Tamil Nadu’s student politics struggles to regain lost glory

Observers said this has been the situation for at least three decades now.

Published: 21st April 2019 04:02 AM  |   Last Updated: 21st April 2019 04:02 AM   |  A+A-

File picture of Presidency College students disrupting traffic in August 2014

Express News Service

CHENNAI :  In the 1967 Assembly elections, former Tamil Nadu chief minister K Kamaraj was defeated at Virudhunagar by a young student leader named P Seenivasan of the DMK. That was the impact student leaders once had on the State’s politics. However, now at a time when young leaders like Kanhaiya Kumar, a former student of Jawaharlal Nehru University, are leaving a mark on national politics, there are few student leaders of whom to speak in Tamil Nadu.

Observers said this has been the situation for at least three decades now. The heyday of students in politics was undoubtedly during the Dravidian movement, with young leaders like K Kalimuthu, L Ganesan, A Ravichandran, Durai Murugan and Sedapatti Muthaiah leading from the front during the anti-Hindi protests of 1965.


However, as the DMK, and later the AIADMK, came to power, the Dravidian majors started systematically cracking down on student politics. While criminalisation and law and order issues are cited as the reason for campuses disallowing student union elections, some argued that political parties had taken efforts to kill student politics as they saw emerging leaders as threats. 

A former principal of a Chennai college said though no official circular or communication was issued to educational institutions by state government, administration of city colleges were orally told not to hold students union elections. Experts claim that since 2000, disallowing of union elections started.

“Violence and unrest in the campus was not the only reason for stopping students’ union election. The ruling political parties stopped it intentionally when they saw emergences of strong student leaders having affiliation to other parties,” said a former principal of a city college. Students who contested the union elections were often unofficially backed by major political parties, leading to incidents of violence at times,” added the former principal.

Experts said in at least 95 per cent of the colleges in the state elections are not held. In the few institutions where students’ union elections are held it is only for namesake as the elected representatives hardly have any say in the affairs of their college, said Ramu Manivannan, head of department of politics and public administration, University of Madras.

“Universities and higher educational institutes are where students get real lessons of life...  This is where students discuss and the real issues of the society and develop their own ideology. In Tamil Nadu, such discussions have almost died out on campuses as no university holds student union elections,” Manivannan said. 

Niruban Sakkaravarthi, Tamil Nadu vice-president of Students’ Federation of India (SFI) also blamed the major political parties in the State for the slow death of student activism and politics on campuses. 
“Reputed universities like JNU are a cradle of political leaders, but in Tamil Nadu a well-planned conspiracy was made to root out political thinking from the campuses,” Sakkaravarthi charged.

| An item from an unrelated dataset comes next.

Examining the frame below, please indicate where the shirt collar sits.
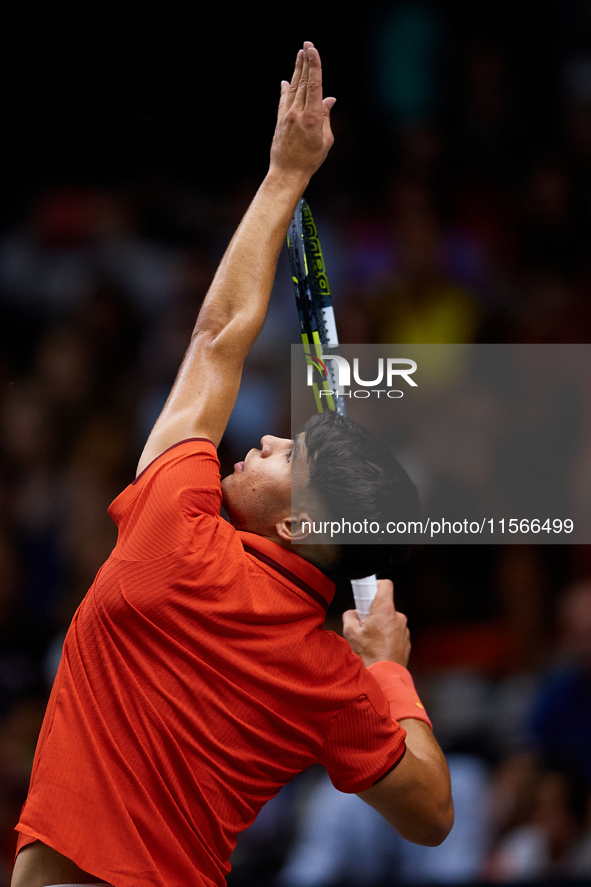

“Initially, ruling political parties tried to influence the student union elections by politicising it and when things turned ugly, efforts were made to stop elections and disrupt political thinking on the campus,” Sakkaravarthi said. Leaders of Dravidian majors, however, dismiss this charge. “Leaders are not created, they emerge. It is wrong to say that youth leadership is not promoted or encouraged,” said former student leader and DMK propaganda secretary Tiruchi Siva. 

However things did turn ugly. As recently as in September 2014, a major clash took place at Presidency College after the student union election with two rival student groups attacking each other with sharp weapons and knives. Some students sustained grievous injuries during the clash following which the College issued transfer certificates to six students, including an elected office bearer of the students’ union. In 2015 the college banned union elections.

“The College has a rich legacy, it has produced many luminaries including Nobel laureates, scientists, academicians and politicians. But the violence that occurred in the college due to the elections took away all the sheen. The college earned bad name so we had to ban elections in the campus. Now there is peace and we are working hard to regain the lost glory,” R Ravanan, Presidency College principal said.
“The University Grants Commission guidelines are clear that student union elections must be held in higher educational institutes as it gives much needed exposure to students,” argued Mohammed Ibrahim, former Presidency College principal, who successfully conducted elections on campus in 2013 and 2014.

Others, however, claim students have become less politically engaged. “Students are so overburdened with studies and other things that they have lost interest in politics,” said Siva.Sakkaravarthi disagreed, pointing out the SFI had been campaigning for years for elections to be held on campus. 

Similarly, the Ambedkar Periyar Study Circle (APSC) at IIT Madras has shown the political engagement of students and the importance of students’ unions. APSC was formed in 2014 but banned in 2015 for its alleged activities. “There was huge uproar and voices were raised against the ban, following which the ban was lifted,” said Swaminathan.   “If student union elections are not allowed and students are not able to raise their voices against atrocities meted out to them then how will they respond to the issues concerning the nation and society,” asked Swaminathan.

‘clashes happen during assembly polls too’
In the few institutions where students’ union elections are held it is only for namesake as the elected representatives hardly have any say in the affairs of their college, said professor Ramu Manivannan from University of Madras. He agreed that with changing times, student politics had become synonymous with money and muscle power but believed banning elections on campuses was not the solution. “During Assembly and Lok Sabha elections also, so much violence happens, but elections are not banned. Then why are we stopping elections on the college campus” he asked. He stressed that if there is a problem then dedicated efforts are required to chalk out a solution.“By not allowing students to indulge in elections, we are driving them away from politics,” said the professor. Others concurred.